Die Mulde schlängelt sich mitten durch Sachsen, durch altes Kultur- und Ackerland. Sie gilt als Europas schnellster fließender Fluss und ist deshalb ideal für Wasserwanderer und Freizeitpaddler.

Von Anke Ulke |
    Fröhlich zwitschernd kommentiert ein Baumpieper den Transport des Rafting-Bootes ins Wasser. Luftig leicht ist das stabile Gummiboot, in dem zwei Personen ausreichend Platz für Paddel und Packtaschen haben. Vom Kanurastplatz Wiesenthal aus soll es heute 16 Kilometer flussabwärts gehen, bis nach Grimma.
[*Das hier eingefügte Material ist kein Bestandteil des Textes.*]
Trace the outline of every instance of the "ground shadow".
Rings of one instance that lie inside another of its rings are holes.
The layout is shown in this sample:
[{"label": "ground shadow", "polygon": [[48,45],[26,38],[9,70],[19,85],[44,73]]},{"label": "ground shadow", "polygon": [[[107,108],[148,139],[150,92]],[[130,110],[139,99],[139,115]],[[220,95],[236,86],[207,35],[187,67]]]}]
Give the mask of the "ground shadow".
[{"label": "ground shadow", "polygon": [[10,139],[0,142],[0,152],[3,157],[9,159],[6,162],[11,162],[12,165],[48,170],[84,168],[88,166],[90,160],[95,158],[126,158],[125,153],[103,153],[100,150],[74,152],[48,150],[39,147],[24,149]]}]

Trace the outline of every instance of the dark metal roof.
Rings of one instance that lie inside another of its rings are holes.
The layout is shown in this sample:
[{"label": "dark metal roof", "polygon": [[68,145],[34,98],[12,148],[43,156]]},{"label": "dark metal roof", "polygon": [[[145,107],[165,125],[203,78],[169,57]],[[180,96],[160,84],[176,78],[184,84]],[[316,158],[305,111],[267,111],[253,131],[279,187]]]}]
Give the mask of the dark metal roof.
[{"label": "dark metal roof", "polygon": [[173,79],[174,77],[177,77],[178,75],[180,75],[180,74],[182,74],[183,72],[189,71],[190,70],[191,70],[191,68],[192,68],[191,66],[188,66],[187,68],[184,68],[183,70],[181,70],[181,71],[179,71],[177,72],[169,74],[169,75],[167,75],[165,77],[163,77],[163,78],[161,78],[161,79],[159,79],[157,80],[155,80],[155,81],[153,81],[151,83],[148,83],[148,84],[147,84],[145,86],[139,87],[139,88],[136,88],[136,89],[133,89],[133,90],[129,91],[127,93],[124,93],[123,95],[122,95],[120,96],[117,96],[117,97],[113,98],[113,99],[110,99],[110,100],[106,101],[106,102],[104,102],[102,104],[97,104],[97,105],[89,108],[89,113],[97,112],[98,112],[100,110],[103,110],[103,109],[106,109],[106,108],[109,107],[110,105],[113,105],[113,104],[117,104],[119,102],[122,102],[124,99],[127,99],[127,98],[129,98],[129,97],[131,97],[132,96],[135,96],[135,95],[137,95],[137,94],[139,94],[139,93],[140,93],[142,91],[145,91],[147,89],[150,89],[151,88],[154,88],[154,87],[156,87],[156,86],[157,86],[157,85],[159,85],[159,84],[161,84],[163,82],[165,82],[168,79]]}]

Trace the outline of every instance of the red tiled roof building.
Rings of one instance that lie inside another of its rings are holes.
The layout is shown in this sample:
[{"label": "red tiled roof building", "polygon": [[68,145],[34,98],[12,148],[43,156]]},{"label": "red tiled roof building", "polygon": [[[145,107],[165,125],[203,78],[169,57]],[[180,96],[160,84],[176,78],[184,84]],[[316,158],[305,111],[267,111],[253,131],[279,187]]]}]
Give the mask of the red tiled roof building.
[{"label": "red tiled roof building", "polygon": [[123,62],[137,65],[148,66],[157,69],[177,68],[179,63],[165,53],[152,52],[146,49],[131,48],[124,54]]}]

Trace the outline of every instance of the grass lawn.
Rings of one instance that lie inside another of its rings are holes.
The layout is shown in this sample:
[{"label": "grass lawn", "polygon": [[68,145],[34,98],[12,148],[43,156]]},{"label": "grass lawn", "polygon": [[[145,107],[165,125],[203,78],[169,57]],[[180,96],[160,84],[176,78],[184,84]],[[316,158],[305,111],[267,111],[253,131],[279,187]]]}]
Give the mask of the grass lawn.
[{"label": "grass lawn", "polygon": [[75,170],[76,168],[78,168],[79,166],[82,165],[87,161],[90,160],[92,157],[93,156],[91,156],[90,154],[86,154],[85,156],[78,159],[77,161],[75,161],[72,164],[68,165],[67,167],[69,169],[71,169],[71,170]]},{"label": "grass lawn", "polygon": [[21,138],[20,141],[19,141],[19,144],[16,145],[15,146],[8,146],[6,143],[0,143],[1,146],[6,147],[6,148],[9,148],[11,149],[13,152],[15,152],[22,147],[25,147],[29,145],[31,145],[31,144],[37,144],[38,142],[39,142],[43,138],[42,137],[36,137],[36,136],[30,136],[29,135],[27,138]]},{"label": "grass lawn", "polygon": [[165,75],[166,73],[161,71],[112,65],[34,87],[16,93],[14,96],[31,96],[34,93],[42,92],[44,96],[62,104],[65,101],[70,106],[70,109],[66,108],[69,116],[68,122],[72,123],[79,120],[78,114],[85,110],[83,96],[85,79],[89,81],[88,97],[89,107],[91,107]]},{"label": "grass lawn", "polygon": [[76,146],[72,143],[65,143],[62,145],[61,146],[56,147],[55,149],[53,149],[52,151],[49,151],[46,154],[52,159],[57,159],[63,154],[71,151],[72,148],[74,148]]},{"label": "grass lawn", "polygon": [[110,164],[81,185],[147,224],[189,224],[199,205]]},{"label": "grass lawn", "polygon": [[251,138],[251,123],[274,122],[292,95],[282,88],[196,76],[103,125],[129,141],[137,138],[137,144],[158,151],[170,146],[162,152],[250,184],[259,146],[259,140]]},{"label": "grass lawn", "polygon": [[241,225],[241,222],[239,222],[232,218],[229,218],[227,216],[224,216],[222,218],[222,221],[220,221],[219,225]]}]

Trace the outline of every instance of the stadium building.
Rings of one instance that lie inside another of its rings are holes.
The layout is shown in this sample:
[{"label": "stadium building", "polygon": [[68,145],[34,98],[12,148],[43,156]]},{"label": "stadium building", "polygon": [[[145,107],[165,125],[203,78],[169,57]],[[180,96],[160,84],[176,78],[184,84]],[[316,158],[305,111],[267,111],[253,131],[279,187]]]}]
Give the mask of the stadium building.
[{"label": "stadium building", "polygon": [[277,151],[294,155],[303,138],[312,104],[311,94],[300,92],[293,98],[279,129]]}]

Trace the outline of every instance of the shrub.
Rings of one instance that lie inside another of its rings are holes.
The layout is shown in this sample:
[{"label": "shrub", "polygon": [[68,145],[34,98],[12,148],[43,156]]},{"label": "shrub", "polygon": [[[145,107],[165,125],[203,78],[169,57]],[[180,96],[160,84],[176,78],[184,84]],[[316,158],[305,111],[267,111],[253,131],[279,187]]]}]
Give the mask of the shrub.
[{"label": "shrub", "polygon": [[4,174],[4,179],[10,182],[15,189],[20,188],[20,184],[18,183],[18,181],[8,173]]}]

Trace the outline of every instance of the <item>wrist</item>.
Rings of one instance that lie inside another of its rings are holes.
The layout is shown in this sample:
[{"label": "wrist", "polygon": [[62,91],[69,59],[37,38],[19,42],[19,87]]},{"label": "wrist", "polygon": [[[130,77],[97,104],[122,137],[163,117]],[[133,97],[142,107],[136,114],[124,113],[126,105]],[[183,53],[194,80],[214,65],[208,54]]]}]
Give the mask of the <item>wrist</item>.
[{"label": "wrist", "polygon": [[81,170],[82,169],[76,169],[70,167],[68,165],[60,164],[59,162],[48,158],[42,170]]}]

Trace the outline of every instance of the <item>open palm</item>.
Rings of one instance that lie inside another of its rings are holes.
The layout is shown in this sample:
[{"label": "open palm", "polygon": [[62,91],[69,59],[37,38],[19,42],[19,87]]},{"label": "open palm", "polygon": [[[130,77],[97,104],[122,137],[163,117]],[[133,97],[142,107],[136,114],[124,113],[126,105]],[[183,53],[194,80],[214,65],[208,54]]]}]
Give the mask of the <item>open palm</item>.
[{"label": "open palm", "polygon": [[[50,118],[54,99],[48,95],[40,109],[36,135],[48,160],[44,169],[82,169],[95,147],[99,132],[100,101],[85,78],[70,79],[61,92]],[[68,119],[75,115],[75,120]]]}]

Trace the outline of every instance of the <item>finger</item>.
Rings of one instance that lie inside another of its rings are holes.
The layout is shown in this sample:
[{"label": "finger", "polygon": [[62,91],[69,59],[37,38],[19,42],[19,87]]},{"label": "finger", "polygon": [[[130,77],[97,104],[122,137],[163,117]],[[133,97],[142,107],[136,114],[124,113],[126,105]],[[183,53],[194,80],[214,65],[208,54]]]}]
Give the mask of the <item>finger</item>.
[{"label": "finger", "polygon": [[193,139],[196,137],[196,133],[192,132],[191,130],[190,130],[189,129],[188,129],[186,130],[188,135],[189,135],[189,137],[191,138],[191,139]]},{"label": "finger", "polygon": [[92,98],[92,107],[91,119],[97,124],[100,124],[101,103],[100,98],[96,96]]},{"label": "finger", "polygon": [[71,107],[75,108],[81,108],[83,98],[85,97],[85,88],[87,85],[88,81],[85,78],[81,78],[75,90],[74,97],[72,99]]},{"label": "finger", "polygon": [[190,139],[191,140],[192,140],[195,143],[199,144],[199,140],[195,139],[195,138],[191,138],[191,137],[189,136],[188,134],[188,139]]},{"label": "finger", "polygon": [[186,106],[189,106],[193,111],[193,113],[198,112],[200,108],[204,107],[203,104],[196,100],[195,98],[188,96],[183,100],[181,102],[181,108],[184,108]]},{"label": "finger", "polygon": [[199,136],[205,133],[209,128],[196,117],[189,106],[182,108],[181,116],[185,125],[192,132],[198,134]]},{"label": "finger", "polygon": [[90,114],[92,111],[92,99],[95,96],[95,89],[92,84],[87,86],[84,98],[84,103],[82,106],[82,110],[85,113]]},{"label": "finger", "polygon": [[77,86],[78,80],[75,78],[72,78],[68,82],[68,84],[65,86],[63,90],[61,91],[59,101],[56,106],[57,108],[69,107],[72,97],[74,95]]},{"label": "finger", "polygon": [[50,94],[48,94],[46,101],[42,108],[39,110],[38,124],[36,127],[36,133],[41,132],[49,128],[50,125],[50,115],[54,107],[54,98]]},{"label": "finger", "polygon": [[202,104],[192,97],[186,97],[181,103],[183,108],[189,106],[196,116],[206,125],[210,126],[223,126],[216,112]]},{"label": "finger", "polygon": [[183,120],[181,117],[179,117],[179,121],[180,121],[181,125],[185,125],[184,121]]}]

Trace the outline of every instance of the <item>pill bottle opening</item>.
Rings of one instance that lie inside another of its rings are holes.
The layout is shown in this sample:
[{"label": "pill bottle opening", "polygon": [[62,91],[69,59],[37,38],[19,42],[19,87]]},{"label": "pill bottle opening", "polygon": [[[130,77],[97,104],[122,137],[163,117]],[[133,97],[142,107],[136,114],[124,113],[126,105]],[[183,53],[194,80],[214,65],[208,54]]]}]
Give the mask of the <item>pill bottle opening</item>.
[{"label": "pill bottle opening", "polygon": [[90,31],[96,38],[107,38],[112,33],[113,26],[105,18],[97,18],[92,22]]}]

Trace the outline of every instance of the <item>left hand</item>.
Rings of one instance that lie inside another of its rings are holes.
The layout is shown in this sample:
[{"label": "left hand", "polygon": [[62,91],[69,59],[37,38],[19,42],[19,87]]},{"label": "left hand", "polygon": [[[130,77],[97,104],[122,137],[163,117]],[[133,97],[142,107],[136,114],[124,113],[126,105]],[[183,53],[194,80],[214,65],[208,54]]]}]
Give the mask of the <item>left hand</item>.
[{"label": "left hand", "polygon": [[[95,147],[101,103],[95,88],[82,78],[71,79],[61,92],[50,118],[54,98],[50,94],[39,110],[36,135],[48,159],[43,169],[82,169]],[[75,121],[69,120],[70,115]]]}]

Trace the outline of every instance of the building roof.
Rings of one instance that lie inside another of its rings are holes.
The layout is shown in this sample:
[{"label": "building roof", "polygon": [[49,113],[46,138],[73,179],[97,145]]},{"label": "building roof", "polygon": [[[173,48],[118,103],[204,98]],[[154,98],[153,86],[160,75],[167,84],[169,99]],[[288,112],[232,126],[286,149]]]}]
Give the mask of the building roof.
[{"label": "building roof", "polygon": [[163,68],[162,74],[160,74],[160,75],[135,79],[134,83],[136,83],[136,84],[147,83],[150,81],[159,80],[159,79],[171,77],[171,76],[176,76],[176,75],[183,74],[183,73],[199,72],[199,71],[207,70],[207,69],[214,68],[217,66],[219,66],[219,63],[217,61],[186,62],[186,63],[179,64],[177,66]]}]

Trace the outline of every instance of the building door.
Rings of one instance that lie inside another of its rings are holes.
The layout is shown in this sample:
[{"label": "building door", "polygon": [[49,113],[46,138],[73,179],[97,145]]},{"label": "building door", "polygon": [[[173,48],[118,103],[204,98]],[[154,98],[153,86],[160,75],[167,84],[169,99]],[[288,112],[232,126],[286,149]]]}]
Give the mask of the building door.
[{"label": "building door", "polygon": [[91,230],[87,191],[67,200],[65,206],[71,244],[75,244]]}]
Vor dem Einsteigen gibt Bootsverleiher Michael Unger erst mal Tipps zum korrekten Paddelgebrauch:

    "Nicht so anpacken wie n Kochlöffel, wenn man alte Wäsche kocht, sondern eine Hand hier oben, eine Hand ziemlich weit unten, und wenn man hinten sitzt, kann man dieses Paddel wunderschön zum Steuern nehmen. Stellt euch vor, beim Passagierschiff gibt’s hinten die Sterreinrichtung, genauso kann man auch das Paddel verwenden."

    Die Mulde gilt als Europas schnellster fließender Fluss, aber Schwimmwesten sind - außer für Kinder und Nichtschwimmer - bei niedrigem Wasserstand nicht nötig. Günstig ist hier das leichte, weiche Gummiboot. Sein niedriger Tiefgang wühlt den kiesigen Untergrund nicht unnötig auf, wenn es mal zu flach ist, und bleibt es mal stecken, lässt es sich leicht in tieferes Wasser ziehen. Nach längeren Regenfällen führt der Fluss jedoch deutlich mehr Wasser und fließt stärker und schneller. Der Flussabschnitt von Wiesenthal nach Grimma gehört mit zu den schönsten Strecken an der Mulde. Doch das war nicht immer so. Michael Unger:

    "Die Mulde war zu DDR-Zeiten, so vor 20, 25 Jahren ein richtig verruchter, verseuchter Fluss. Die ganzen Industriebetriebe, Papierfabriken, die ganze Industrie um den Großraum Freiberg, wo halt für die gesamte DDR die Batterien hergestellt wurden – sämtliche Abwässer gingen zum Teil ungeklärt in den Fluss rein, grad so kurz vor der Wende, wo die ökonomischen Notwendigkeiten zwar schon anstanden, aber das Regime einfach kein Geld für Umweltschutz aufbringen wollte war das wirklich ne Kloake. Man kann sich das gar nicht vorstellen – der Fluss galt als biologisch tot und niemand wäre auf die Idee gekommen, hier drin zu baden, gar Boot zu fahren. Nach der Wende kamen Umweltauflagen und Klärlagen, und inzwischen hat die Mulde Gewässergüteklasse 2, Tendenz steigend – zwischen schlängelnden Wasserpflanzen gehen Zander, Barsch und Hecht auf die Jagd, und Angler versuchen sie dabei herauszufischen. Doch das Boot wartet und endlich geht’s auf ’s Wasser!"

    Gleich am Einstieg in Wiesenthal schwankt und schlingert das Boot über die ersten kleinen Stromschnellen, kräftiges Paddeln und Lenken ist nötig. Nach diesem kurzen Nervenkitzel wird es ruhiger. Gemächlich fließt die Mulde in breiten Kurven dahin, mal flach, mal etwas tiefer, vorbei an Äckern und Wäldern. Vorsichtig überqueren wir Kiesbänke, das Ufer ist grün und dicht bewachsen, kein Mensch weit und breit und auch kein anderes Boot. Mitten in der Woche ist erholsame Ruhe.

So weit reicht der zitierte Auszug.